Thoughts from a 6-day outage and a support protocol suggestion

General discussions and other topics.
4 posts Page 1 of 1
by edbaskerville » Sun May 16, 2021 3:33 pm
To whom it may concern (Dane?),

The week before last, my Sonic fiber service went down for 6 days.

It turned out to be extremely strange situation that seemed to affect only me, and ended up requiring rebooting an OLT card. Throughout the process, individual Sonic support personnel were respectful, helpful, and displayed knowledge at or beyond what I'd expect for their jobs.

At the system level, however, I think the support protocol failed, and ended up wasting the time of a lot of Sonic personnel.

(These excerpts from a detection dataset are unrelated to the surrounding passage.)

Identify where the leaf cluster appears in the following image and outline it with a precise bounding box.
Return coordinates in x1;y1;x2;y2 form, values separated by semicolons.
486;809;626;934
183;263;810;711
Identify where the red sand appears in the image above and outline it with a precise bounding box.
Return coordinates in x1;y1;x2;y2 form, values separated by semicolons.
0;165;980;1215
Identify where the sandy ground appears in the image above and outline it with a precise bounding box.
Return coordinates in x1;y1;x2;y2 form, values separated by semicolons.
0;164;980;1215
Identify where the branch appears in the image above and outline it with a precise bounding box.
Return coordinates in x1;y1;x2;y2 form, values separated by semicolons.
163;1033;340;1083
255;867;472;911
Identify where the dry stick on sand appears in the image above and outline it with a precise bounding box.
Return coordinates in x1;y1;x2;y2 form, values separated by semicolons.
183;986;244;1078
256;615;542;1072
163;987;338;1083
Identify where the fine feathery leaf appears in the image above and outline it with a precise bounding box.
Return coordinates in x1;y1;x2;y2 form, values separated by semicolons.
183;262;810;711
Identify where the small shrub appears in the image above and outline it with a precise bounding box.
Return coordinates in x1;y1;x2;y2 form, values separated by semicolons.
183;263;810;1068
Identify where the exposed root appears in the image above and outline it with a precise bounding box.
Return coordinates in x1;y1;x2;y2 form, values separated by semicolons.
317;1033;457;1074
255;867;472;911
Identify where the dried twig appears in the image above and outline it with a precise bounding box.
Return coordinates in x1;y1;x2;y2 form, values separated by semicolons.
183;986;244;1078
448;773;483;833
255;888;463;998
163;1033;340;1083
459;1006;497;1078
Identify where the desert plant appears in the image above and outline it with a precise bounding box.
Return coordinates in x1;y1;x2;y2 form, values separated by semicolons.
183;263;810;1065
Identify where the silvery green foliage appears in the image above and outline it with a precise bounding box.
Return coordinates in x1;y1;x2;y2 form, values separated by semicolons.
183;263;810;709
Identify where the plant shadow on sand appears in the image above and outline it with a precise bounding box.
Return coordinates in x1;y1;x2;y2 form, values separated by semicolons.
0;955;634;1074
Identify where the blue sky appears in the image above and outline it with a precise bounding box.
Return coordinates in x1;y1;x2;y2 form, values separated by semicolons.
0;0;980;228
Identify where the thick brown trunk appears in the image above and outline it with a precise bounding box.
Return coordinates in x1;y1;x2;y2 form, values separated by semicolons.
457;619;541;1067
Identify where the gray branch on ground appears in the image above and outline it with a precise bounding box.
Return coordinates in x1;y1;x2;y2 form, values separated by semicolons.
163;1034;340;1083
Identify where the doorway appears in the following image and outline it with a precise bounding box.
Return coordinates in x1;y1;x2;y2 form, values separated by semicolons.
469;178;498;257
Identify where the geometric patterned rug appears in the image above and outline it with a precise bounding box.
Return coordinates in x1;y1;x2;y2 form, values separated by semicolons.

Not to mention my time—this was my choice, but I did spend probably 30+ hours debugging on my end.

With a slight change in protocol, I think the whole thing could have reasonably been wrapped up in 2 days rather than 6.

The change I'd suggest: if somebody is using their own router, and phone support decides to send someone out, the very first step should be for Sonic to plug in one of their SmartRG routers and see if it works. That's the simplest, most obvious troubleshooting step. (As it turns out, having a Sonic technician plug their Windows laptop into the ONT is not at all equivalent.)

The full details of my case are pretty long, but the details are important to see where the protocol failed.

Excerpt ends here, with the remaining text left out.